Swedish vehicle manufacturer Volvo has raised its sales forecast for the US and Europe by 10 percent to 220,000 trucks.
The company faced production problems in the fourth quarter due to rising input costs and shortage of materials, while demands for its products surged, it said.
Full year profit for 2010 was reported at 5.5 billion Crowns (£530 million, $855 million), compared to a loss of 2.32 billion Crowns in 2009.
However, due to weaker Swedish currency and strong demand, the market had expected a profit of 6 billion Crowns.
However, Volvo reasoned that the rising cost of metal and plastics, the two main raw materials, had cost the company an additional 600 million Crowns while the strong domestic currency – which is on a ten year high against the Euro, has cut profits by another 700 million.

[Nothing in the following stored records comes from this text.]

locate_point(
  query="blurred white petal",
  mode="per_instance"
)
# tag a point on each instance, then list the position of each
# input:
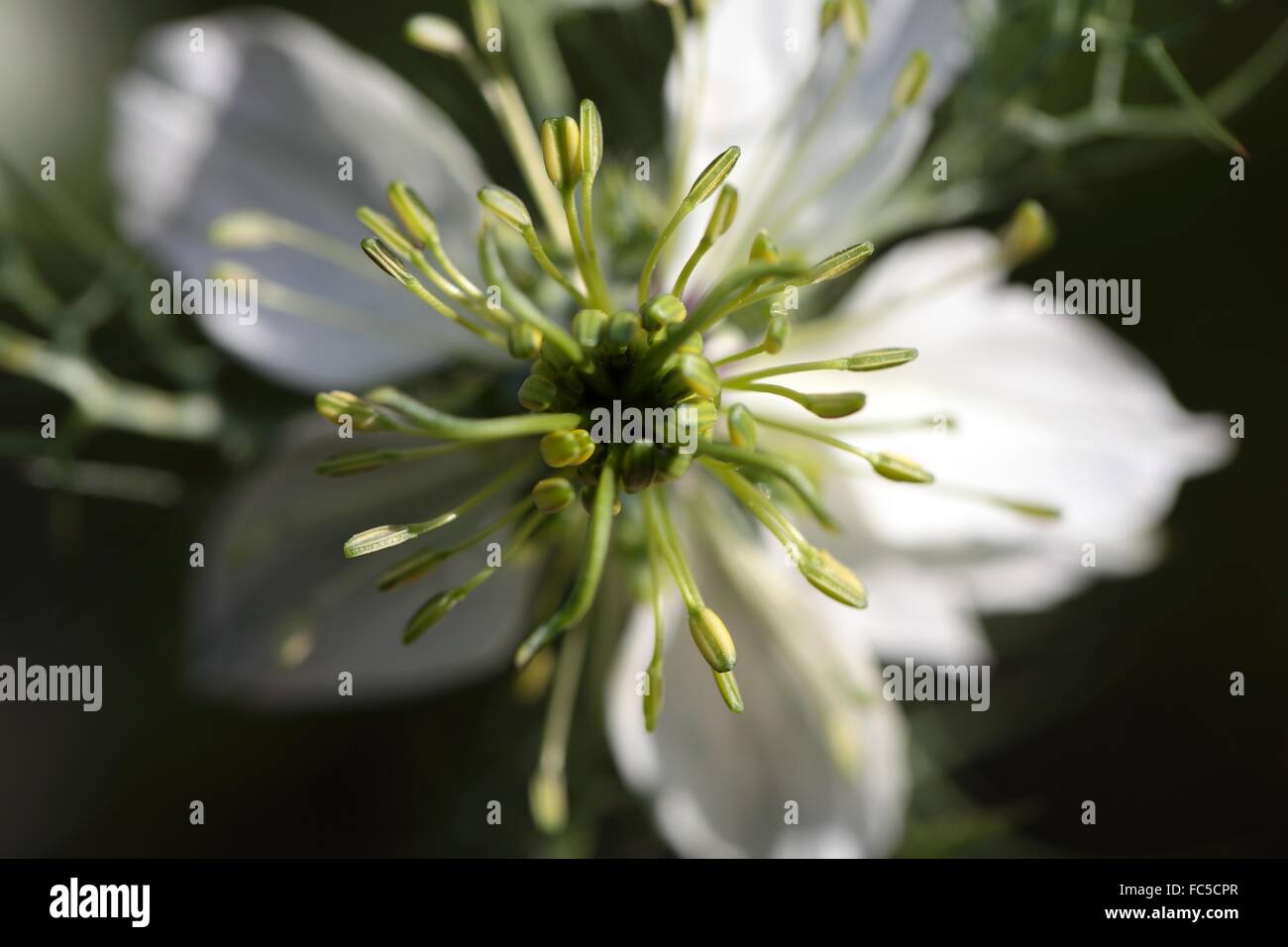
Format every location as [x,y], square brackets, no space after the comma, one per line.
[720,781]
[273,566]
[1048,408]
[261,120]
[760,90]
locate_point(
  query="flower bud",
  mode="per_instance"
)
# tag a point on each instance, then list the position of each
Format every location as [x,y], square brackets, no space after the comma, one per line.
[524,341]
[412,213]
[537,393]
[561,149]
[742,428]
[712,175]
[662,311]
[567,447]
[874,360]
[553,493]
[507,206]
[588,326]
[712,638]
[911,81]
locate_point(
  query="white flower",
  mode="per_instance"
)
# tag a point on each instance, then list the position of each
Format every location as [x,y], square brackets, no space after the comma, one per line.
[1046,408]
[262,119]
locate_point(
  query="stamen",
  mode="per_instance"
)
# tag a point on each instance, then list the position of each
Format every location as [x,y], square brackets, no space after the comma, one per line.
[871,360]
[420,565]
[382,536]
[781,468]
[518,302]
[420,223]
[653,697]
[706,184]
[548,789]
[258,230]
[889,466]
[411,416]
[384,258]
[838,405]
[721,219]
[362,462]
[441,603]
[907,89]
[591,155]
[583,592]
[510,209]
[506,105]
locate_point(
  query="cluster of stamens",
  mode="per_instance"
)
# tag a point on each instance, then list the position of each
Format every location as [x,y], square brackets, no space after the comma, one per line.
[648,359]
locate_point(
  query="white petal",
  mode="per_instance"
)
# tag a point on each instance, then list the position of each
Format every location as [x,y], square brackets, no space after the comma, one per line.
[721,781]
[261,120]
[752,82]
[1048,408]
[273,565]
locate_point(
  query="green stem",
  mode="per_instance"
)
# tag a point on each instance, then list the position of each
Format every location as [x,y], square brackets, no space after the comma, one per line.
[595,553]
[784,470]
[828,365]
[450,427]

However, the company has managed to increase its order book by 63 percent in the last three months of 2010 over 2009, a spectacular rise even though its profits were not so impressive for the year.
Commending the company’s performance in 2010, chief executive Leif Johansson said: “We ended 2010 strongly.
“The gradual improvement in Europe continues and North America is now definitely recovering, at the same time as the emerging economies in countries such as Brazil, China and India continue their strong growth. However, the trend in Japan remains weak”.
The company’s return to profitability was not just due to higher sales, but also “a result of a conscious effort to maintain our costs on a low level”.